In designing the PC certification, we considered that Ontario is different from other jurisdictions. In particular, there is no legislation nor court direction for parenting coordinators in Ontario, unlike many of the other jurisdictions that we looked to when creating the designation. Our team of experienced parenting coordinators considered the AFCC Parenting Coordination Guidelines and the training standards required in British Columbia for certified parenting coordinators. They adapted what was being done elsewhere to meet our needs in Ontario.
Parenting Coordination is perhaps the most challenging of all forms of FDR. The function is complex. It incorporates elements of every other form of FDR, plus requires a strong grounding in family relations theory and managing high conflict personalities. We also considered that other jurisdictions with PC designations, British Columbia in particular, have high standards of training for the designation and believed that FDRIO should seek to emulate the highest standards.
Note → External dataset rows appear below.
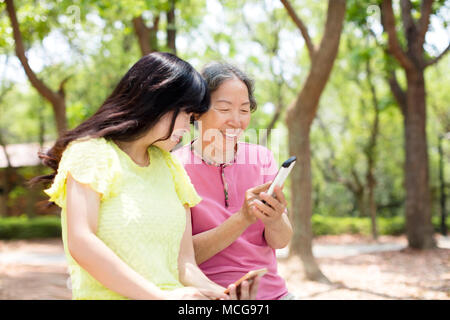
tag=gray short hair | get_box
[200,61,257,112]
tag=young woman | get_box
[34,53,229,299]
[174,63,292,299]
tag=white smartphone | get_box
[267,157,297,197]
[225,268,268,295]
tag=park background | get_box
[0,0,450,299]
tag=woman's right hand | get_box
[239,181,272,225]
[228,276,261,300]
[164,287,210,300]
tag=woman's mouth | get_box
[221,129,242,139]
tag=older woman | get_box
[174,62,292,300]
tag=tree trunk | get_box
[288,121,329,283]
[6,0,68,136]
[381,0,442,249]
[282,0,346,283]
[404,71,436,249]
[133,15,159,56]
[367,168,378,240]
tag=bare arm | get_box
[193,182,271,264]
[67,174,166,299]
[252,187,292,249]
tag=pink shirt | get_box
[173,142,287,300]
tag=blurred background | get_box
[0,0,450,299]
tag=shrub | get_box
[0,216,61,240]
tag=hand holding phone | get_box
[225,268,268,296]
[267,157,297,197]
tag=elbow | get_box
[266,228,293,249]
[67,234,89,264]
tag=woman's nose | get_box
[229,110,241,127]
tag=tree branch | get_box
[280,0,316,61]
[6,0,56,102]
[400,0,417,47]
[381,0,414,70]
[418,0,433,47]
[388,71,406,114]
[425,43,450,68]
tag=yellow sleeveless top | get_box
[45,138,201,299]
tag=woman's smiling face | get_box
[198,78,251,148]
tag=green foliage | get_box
[0,215,61,240]
[311,214,450,236]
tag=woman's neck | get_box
[114,140,150,167]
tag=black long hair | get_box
[30,52,210,185]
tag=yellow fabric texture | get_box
[45,138,201,299]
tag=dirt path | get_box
[0,235,450,300]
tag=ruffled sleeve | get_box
[44,138,120,208]
[163,151,202,207]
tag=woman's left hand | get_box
[251,186,287,226]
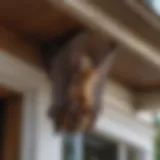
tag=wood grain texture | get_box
[0,27,42,67]
[88,0,160,48]
[0,0,79,39]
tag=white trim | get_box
[50,0,160,67]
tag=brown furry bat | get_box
[41,29,115,132]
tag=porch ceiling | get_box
[0,0,160,89]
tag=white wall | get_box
[0,51,153,160]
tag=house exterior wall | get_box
[0,39,154,160]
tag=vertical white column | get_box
[35,83,63,160]
[117,143,128,160]
[142,151,154,160]
[20,92,36,160]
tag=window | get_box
[63,134,143,160]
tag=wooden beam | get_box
[51,0,160,67]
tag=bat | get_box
[40,29,116,133]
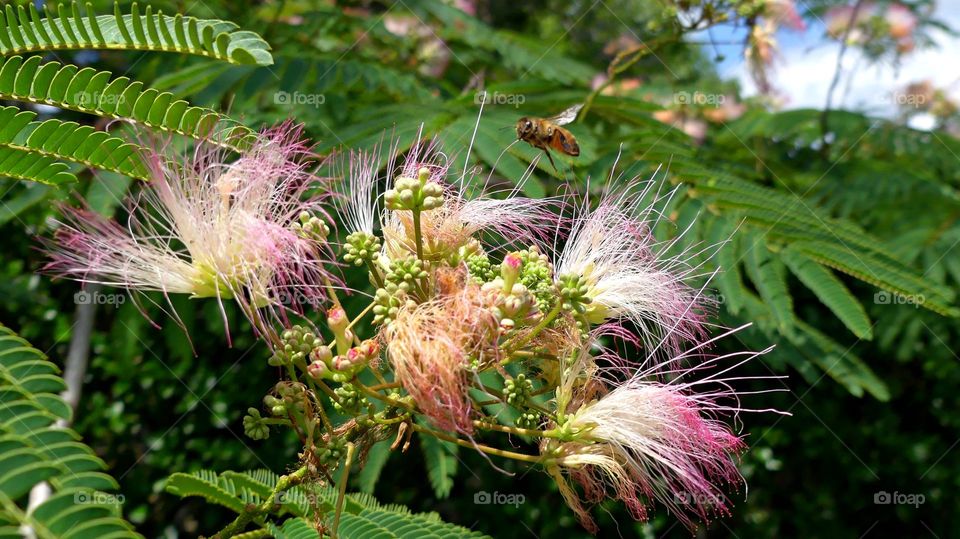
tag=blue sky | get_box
[697,0,960,127]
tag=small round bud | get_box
[243,408,270,440]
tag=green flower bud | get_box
[503,373,533,408]
[267,326,317,367]
[373,283,416,325]
[500,253,523,294]
[343,232,380,266]
[514,411,541,429]
[243,408,270,440]
[383,168,443,211]
[290,211,330,241]
[384,256,429,292]
[466,253,496,284]
[333,383,367,415]
[557,275,593,314]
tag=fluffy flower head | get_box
[46,126,338,342]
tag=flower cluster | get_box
[826,2,918,56]
[41,132,784,529]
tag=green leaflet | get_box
[165,470,486,539]
[0,56,254,152]
[744,234,797,334]
[420,426,459,499]
[0,2,273,65]
[0,325,141,538]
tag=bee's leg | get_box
[543,148,560,174]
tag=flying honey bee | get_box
[517,104,583,170]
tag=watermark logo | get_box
[473,490,527,507]
[873,290,926,307]
[700,290,727,305]
[73,491,126,505]
[473,91,527,108]
[273,90,327,107]
[873,490,927,508]
[73,92,127,109]
[673,91,727,106]
[73,290,127,307]
[887,93,930,109]
[673,492,723,506]
[273,290,323,308]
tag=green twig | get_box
[331,442,357,539]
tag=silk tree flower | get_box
[383,267,499,434]
[45,125,332,344]
[541,328,780,530]
[555,180,710,353]
[384,133,558,260]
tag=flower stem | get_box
[413,210,423,260]
[503,301,563,354]
[367,260,383,288]
[332,442,357,539]
[410,423,542,464]
[473,420,553,438]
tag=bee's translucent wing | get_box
[548,103,583,125]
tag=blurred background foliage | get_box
[0,0,960,537]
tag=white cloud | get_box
[725,0,960,116]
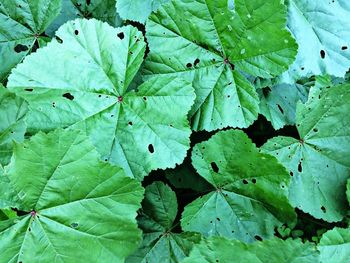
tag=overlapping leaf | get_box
[126,182,200,263]
[8,19,195,179]
[318,228,350,263]
[46,0,121,35]
[0,0,60,82]
[263,84,350,222]
[283,0,350,82]
[117,0,169,23]
[144,0,297,130]
[258,84,308,130]
[183,237,320,263]
[181,130,295,242]
[0,84,28,165]
[0,130,143,262]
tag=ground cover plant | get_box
[0,0,350,263]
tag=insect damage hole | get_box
[148,144,154,153]
[320,50,326,59]
[14,44,29,53]
[210,162,219,173]
[117,32,125,40]
[62,92,74,100]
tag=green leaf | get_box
[283,0,350,82]
[258,84,309,130]
[144,0,297,131]
[8,19,195,179]
[165,158,213,192]
[117,0,169,24]
[0,0,60,82]
[46,0,121,36]
[0,84,28,165]
[318,227,350,263]
[182,237,320,263]
[126,182,200,263]
[181,130,296,242]
[346,179,350,204]
[0,130,143,262]
[262,84,350,222]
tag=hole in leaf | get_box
[56,36,63,44]
[193,58,201,66]
[277,104,284,114]
[320,50,326,59]
[70,223,79,228]
[14,44,29,53]
[210,162,219,173]
[62,92,74,100]
[298,162,303,173]
[254,235,262,241]
[117,32,124,40]
[148,144,154,153]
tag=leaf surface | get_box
[8,19,195,179]
[144,0,297,131]
[282,0,350,82]
[0,0,60,82]
[183,237,320,263]
[181,130,295,242]
[0,129,143,262]
[126,182,200,263]
[0,84,28,165]
[262,84,350,222]
[117,0,169,24]
[318,227,350,263]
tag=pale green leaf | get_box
[0,84,28,165]
[263,84,350,222]
[318,227,350,263]
[258,84,309,130]
[0,130,143,263]
[144,0,297,131]
[46,0,121,35]
[0,0,60,82]
[117,0,169,23]
[8,19,195,179]
[126,182,200,263]
[182,237,320,263]
[181,130,296,242]
[283,0,350,82]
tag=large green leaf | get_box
[181,130,295,242]
[0,0,60,82]
[318,227,350,263]
[0,84,28,165]
[117,0,169,23]
[144,0,297,131]
[126,182,200,263]
[46,0,121,35]
[8,19,195,179]
[284,0,350,82]
[183,237,320,263]
[258,84,309,130]
[263,84,350,222]
[0,130,143,263]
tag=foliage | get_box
[0,0,350,263]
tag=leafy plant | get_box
[0,0,350,263]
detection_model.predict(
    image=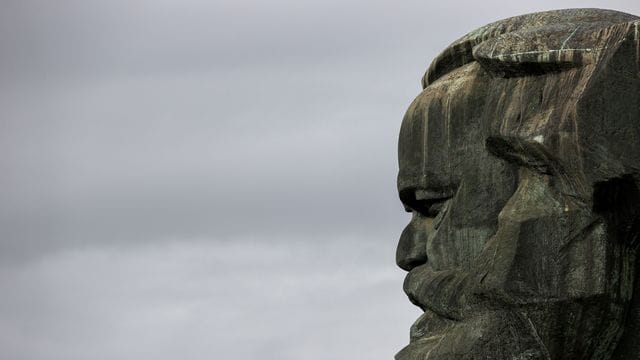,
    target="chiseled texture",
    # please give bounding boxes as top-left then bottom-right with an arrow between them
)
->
396,9 -> 640,360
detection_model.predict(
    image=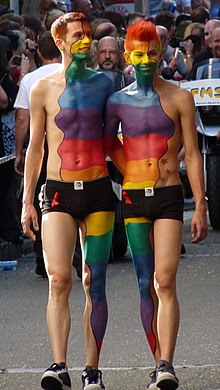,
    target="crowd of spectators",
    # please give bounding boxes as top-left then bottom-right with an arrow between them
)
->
0,0 -> 220,266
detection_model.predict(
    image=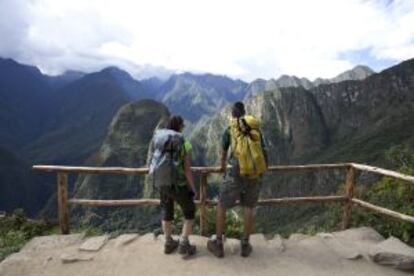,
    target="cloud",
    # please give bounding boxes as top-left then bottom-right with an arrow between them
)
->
0,0 -> 414,80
Research shows that the main challenge faced by parenting coordinators who are not lawyers is in the arbitration component of the process. Even lawyers find it imposing to manage the flow between facilitation, mediation and arbitration in the PC process. As well, in Ontario, the PC process can be “closed”, meaning there is no report to the court. For these reasons, our advisory team felt strongly that all PCs should have a solid understanding of family arbitration law and process.
This is one of the advocacy projects that FDRIO will be taking on. We believe that the role of the PC will be enhanced with the support of legislation. Right now, the PC Agreement is the only set of rules governing the relationship between the family and the PC. There is no statutory or other protection for and definition of the PC role. We hope that will change in the near future.